Увидев меня в конюшне при свете лампы, отец взревел: Ричард, мальчик мой! А ну пойдем-ка с нами! Давай-ка посмотрим, выросло ли у тебя то, без чего не обойтись ни одному мужчине!
Я, как обычно, собирался отказаться – думал, что лучше сделаю какие записи в своем дневнике, перекушу да погреюсь у огня на сон грядущий. Так бы я и поступил, не открой рта этот дьявол Кент Пек.
– У кого выросло? У Ричарда? – презрительно фыркнул он, едва не свалившись в водосточный желоб.
Эти его слова и решили все дело.
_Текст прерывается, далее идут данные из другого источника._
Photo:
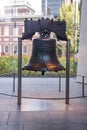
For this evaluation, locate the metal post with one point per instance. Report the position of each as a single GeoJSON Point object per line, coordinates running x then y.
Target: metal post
{"type": "Point", "coordinates": [67, 70]}
{"type": "Point", "coordinates": [13, 82]}
{"type": "Point", "coordinates": [82, 86]}
{"type": "Point", "coordinates": [19, 69]}
{"type": "Point", "coordinates": [59, 83]}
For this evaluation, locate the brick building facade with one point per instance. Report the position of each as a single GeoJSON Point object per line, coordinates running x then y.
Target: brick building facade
{"type": "Point", "coordinates": [12, 27]}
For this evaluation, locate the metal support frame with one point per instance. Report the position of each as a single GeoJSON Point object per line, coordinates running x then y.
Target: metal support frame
{"type": "Point", "coordinates": [67, 70]}
{"type": "Point", "coordinates": [13, 82]}
{"type": "Point", "coordinates": [19, 69]}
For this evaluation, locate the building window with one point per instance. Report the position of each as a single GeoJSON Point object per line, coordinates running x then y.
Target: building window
{"type": "Point", "coordinates": [24, 49]}
{"type": "Point", "coordinates": [15, 49]}
{"type": "Point", "coordinates": [15, 31]}
{"type": "Point", "coordinates": [6, 49]}
{"type": "Point", "coordinates": [6, 31]}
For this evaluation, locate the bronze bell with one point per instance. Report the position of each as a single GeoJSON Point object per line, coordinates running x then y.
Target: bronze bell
{"type": "Point", "coordinates": [44, 56]}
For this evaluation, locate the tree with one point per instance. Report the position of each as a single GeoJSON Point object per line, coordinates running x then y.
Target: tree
{"type": "Point", "coordinates": [67, 13]}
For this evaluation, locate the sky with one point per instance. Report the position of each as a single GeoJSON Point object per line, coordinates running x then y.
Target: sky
{"type": "Point", "coordinates": [35, 4]}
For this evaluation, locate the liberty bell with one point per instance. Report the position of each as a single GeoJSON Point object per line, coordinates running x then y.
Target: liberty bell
{"type": "Point", "coordinates": [44, 57]}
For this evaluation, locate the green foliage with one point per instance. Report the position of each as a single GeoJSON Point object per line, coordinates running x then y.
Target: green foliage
{"type": "Point", "coordinates": [67, 13]}
{"type": "Point", "coordinates": [9, 64]}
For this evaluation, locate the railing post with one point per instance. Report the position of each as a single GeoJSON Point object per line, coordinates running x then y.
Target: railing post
{"type": "Point", "coordinates": [67, 70]}
{"type": "Point", "coordinates": [82, 86]}
{"type": "Point", "coordinates": [13, 82]}
{"type": "Point", "coordinates": [19, 69]}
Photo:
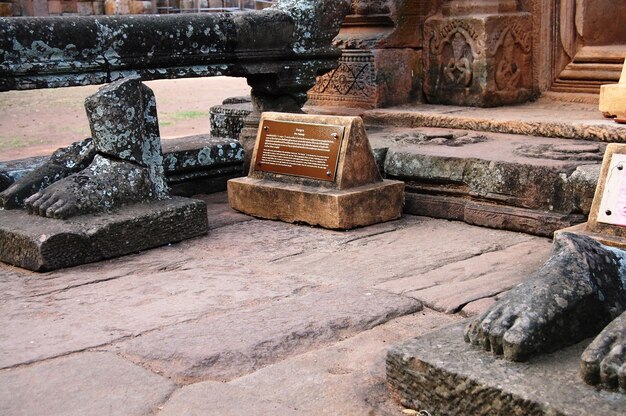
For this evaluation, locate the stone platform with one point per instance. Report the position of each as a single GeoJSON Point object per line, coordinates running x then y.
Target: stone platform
{"type": "Point", "coordinates": [41, 244]}
{"type": "Point", "coordinates": [443, 375]}
{"type": "Point", "coordinates": [516, 182]}
{"type": "Point", "coordinates": [329, 208]}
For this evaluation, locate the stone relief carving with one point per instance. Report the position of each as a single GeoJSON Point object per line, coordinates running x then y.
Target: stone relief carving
{"type": "Point", "coordinates": [352, 80]}
{"type": "Point", "coordinates": [510, 47]}
{"type": "Point", "coordinates": [365, 7]}
{"type": "Point", "coordinates": [459, 67]}
{"type": "Point", "coordinates": [452, 139]}
{"type": "Point", "coordinates": [455, 45]}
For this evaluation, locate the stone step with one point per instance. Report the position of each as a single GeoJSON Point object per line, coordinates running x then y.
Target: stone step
{"type": "Point", "coordinates": [441, 374]}
{"type": "Point", "coordinates": [543, 118]}
{"type": "Point", "coordinates": [508, 181]}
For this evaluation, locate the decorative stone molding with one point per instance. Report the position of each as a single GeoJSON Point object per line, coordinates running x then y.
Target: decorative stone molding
{"type": "Point", "coordinates": [478, 59]}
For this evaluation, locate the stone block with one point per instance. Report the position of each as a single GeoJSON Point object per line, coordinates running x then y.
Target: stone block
{"type": "Point", "coordinates": [6, 9]}
{"type": "Point", "coordinates": [481, 60]}
{"type": "Point", "coordinates": [84, 8]}
{"type": "Point", "coordinates": [441, 374]}
{"type": "Point", "coordinates": [370, 79]}
{"type": "Point", "coordinates": [227, 120]}
{"type": "Point", "coordinates": [41, 244]}
{"type": "Point", "coordinates": [355, 196]}
{"type": "Point", "coordinates": [613, 97]}
{"type": "Point", "coordinates": [85, 384]}
{"type": "Point", "coordinates": [328, 208]}
{"type": "Point", "coordinates": [54, 7]}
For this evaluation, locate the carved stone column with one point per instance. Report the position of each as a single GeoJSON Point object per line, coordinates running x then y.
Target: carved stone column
{"type": "Point", "coordinates": [381, 56]}
{"type": "Point", "coordinates": [478, 53]}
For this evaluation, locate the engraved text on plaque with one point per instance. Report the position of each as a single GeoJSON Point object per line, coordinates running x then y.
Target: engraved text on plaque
{"type": "Point", "coordinates": [299, 149]}
{"type": "Point", "coordinates": [613, 202]}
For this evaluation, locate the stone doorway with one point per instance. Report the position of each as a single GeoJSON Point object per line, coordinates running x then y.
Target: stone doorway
{"type": "Point", "coordinates": [587, 43]}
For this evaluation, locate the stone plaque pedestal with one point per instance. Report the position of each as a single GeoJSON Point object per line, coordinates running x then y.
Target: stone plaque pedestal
{"type": "Point", "coordinates": [353, 195]}
{"type": "Point", "coordinates": [441, 374]}
{"type": "Point", "coordinates": [43, 244]}
{"type": "Point", "coordinates": [480, 59]}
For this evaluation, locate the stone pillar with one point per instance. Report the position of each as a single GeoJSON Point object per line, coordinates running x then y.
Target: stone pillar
{"type": "Point", "coordinates": [478, 53]}
{"type": "Point", "coordinates": [380, 65]}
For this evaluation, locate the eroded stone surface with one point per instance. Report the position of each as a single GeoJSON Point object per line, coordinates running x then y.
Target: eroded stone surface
{"type": "Point", "coordinates": [227, 346]}
{"type": "Point", "coordinates": [452, 286]}
{"type": "Point", "coordinates": [87, 384]}
{"type": "Point", "coordinates": [346, 378]}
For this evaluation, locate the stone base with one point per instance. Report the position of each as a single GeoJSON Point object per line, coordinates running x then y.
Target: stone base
{"type": "Point", "coordinates": [370, 79]}
{"type": "Point", "coordinates": [443, 375]}
{"type": "Point", "coordinates": [43, 244]}
{"type": "Point", "coordinates": [613, 100]}
{"type": "Point", "coordinates": [607, 240]}
{"type": "Point", "coordinates": [491, 215]}
{"type": "Point", "coordinates": [479, 60]}
{"type": "Point", "coordinates": [328, 208]}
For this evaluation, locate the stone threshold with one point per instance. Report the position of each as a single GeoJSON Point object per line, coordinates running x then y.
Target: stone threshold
{"type": "Point", "coordinates": [545, 117]}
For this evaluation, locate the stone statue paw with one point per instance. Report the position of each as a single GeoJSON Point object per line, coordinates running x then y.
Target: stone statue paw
{"type": "Point", "coordinates": [62, 163]}
{"type": "Point", "coordinates": [604, 361]}
{"type": "Point", "coordinates": [577, 292]}
{"type": "Point", "coordinates": [103, 185]}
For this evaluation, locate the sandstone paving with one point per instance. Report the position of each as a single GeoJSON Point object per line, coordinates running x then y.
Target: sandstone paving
{"type": "Point", "coordinates": [96, 314]}
{"type": "Point", "coordinates": [91, 383]}
{"type": "Point", "coordinates": [450, 287]}
{"type": "Point", "coordinates": [226, 346]}
{"type": "Point", "coordinates": [254, 297]}
{"type": "Point", "coordinates": [413, 249]}
{"type": "Point", "coordinates": [347, 378]}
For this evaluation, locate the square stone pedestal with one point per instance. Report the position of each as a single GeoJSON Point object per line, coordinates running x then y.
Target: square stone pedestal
{"type": "Point", "coordinates": [479, 60]}
{"type": "Point", "coordinates": [318, 170]}
{"type": "Point", "coordinates": [443, 375]}
{"type": "Point", "coordinates": [43, 244]}
{"type": "Point", "coordinates": [328, 208]}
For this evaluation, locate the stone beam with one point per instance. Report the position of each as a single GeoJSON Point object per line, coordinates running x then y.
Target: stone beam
{"type": "Point", "coordinates": [291, 40]}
Я всучил скребницу зевающему конюху и поплелся вслед за отцом и Пеком навстречу ночным приключениям. Несколько часов я угрюмо таскался за ними. Сначала побывали мы в мужском клубе, где многие солидные господа энергично пожимали моему отцу руку. Потом зашли поужинать в таверну, где Пек, как ни упражнялся, все никак не мог попасть в плевательницу.